Sunday , January 24 2021

The Big Bang theory hides a lot of ambiguity: a British astrophysicist even thinks it’s wrong



One of MIT’s theoretical physicists, Alan Guth, argues that the Big Bang theory doesn’t explain many things. We do not know what exploded, why it exploded or what happened before the big bang, writes the portal DailyGalaxy.

The Big Bang theory is the most popular theory since Einstein’s theory of relativity. Astronomer Carl Sagan also argued that if we want to adopt it, then we do we have to deal with more difficult issues.

“What were the conditions like during the Big Bang?” What happened before? Was there a tiny universe, without any matter, and then suddenly that matter came into being out of nothing? How did this happen? “Those were Sagan’s questions.

According to the Big Bang theory, our universe began with a colossal explosion that occurred 13.8 billion years ago. Since then the universe it is constantly expanding and cooling. Astronomers combine mathematical models with observations to create a functional theory of the origin of the universe. They also include the theory of relativity or the theory of fundamental particles.

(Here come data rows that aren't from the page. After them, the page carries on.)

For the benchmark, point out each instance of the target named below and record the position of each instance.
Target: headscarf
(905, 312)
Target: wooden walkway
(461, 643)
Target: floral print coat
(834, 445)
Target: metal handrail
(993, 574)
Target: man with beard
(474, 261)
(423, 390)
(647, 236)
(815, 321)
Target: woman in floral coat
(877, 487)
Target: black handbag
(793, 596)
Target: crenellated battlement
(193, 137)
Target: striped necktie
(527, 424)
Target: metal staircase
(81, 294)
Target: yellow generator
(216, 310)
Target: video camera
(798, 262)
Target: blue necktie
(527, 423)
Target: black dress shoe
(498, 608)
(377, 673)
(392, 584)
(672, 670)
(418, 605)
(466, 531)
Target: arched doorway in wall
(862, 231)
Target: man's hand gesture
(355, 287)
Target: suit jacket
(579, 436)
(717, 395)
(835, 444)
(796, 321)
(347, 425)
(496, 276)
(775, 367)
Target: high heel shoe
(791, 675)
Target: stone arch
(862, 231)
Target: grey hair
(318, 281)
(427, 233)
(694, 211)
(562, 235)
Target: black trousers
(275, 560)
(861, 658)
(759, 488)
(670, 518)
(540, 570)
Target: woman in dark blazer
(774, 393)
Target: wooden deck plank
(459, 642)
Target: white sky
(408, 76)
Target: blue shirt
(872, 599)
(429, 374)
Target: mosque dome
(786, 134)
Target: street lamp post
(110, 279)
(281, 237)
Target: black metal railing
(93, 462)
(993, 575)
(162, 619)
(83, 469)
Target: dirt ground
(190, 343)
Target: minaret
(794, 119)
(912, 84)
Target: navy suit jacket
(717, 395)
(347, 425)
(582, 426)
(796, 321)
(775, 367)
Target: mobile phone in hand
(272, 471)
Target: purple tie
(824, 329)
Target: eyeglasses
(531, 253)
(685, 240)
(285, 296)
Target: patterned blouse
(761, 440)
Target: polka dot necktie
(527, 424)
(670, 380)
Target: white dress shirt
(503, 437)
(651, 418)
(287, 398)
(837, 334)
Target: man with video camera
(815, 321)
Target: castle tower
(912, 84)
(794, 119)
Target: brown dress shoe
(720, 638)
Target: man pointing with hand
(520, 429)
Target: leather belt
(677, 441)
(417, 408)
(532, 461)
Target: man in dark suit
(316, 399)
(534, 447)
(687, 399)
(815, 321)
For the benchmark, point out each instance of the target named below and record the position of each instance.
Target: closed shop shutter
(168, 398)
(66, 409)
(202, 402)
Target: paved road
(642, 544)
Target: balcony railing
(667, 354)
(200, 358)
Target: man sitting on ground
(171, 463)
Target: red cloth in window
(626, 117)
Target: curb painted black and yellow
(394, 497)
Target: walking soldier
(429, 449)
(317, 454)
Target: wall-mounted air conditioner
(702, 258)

The secret of the big bang

Scientists still do not know the answer to the question of what could have triggered cosmic inflation. One of the obstacles is that cosmic inflation is hidden behind a wall that represents the transparency of the universe. However, scientists are trying to solve the problem by discovering gravitational waves, which could be the only medium that gives us a picture of what was happening at the time of the big bang. However, some believe that the big bang never happened.

The most famous critic of the Big Bang theory is the British astrophysicist Fred Hoyle. Hoyle at the same time created the name “big bang” for the process that led to the creation of our universe. He first used it in 1950, during a lecture on astronomy on a BBC radio station.

Hoyle thinks it’s not one big explosion to blame for creating our universe, but a large number of small explosions, which took place in existing space-time. Those small explosions created light elements. As for the cosmic microwave background, Hoyle estimates that it is radiation emitted by some metal interstellar dust. At the same time, he argues that his version of the theory is by no means perfect, but that new discoveries, such as inflating the universe, dark matter, and others, hide many more flaws.